Before commencing the last pearled row, fasten on the third shade of coloured wool, and pearl to the end of the row. Then, knit the last stitch, together with three of the unknit stitches,—four in one. Repeat the same, at the end of the next row.
In the next pearled row, knit again four together, as above, and three single stitches beyond, at the end of the double stitch row: also, knit four together, and one single, and two double beyond.
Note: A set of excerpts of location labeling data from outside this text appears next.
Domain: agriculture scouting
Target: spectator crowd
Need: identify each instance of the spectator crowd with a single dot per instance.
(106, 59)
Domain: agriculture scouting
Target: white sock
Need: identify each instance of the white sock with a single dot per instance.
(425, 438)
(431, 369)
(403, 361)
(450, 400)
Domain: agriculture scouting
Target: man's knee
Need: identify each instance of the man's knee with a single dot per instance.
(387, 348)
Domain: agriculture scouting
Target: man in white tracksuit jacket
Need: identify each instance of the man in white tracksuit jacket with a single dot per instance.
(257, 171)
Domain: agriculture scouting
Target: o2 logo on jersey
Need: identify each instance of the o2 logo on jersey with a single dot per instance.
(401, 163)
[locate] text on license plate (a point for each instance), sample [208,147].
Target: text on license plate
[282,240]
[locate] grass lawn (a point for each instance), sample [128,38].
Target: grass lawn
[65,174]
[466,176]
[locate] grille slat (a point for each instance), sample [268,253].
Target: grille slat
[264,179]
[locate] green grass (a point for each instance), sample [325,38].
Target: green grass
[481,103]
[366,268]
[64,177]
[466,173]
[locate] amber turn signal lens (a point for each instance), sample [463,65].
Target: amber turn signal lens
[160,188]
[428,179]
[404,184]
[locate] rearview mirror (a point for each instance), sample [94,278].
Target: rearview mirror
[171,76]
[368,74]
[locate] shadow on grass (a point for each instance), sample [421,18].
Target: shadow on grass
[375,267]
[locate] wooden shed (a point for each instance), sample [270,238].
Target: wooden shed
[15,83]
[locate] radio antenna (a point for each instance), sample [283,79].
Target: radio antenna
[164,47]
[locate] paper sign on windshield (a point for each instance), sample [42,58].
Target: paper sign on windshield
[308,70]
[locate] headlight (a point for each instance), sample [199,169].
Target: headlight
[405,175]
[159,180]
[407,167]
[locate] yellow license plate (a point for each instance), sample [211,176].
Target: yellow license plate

When two patterns, in the third shade, are completed, fasten on the white wool, and pearl a row;—at the end of this, knit three single stitches of the unknit beyond. In the next row,—knit, alternately, a double and a single stitch, throughout the row;—knitting the last stitch, together with one row of the unknit, and two single ones beyond.
In the next row, make a stitch between each, as usual; and, at the end of the next pearled row, knit three single stitches beyond. Work the three next rows as follows:
First—three double, and one single stitch, alternately:—the last must be a double stitch, and a single stitch beyond.
Second—a stitch between each, and three single stitches beyond.
Third—plain knitting, and three single stitches beyond.
Before commencing the next pearled row, fasten on the darkest coloured wool; knit a pattern quite to the end of each needle, and fasten off,—omitting the pearled row.
The cord for tieing this cap may be made by plaiting one light-coloured, and two dark-coloured, threads of wool together; each thread consisting of four plies of German wool. One cord passes across the front of the cap, under the chin, and another round the caul, with a bow at the side: the ends finishing with a tassel of white wool.—Ribands, which are prettier, may be substituted.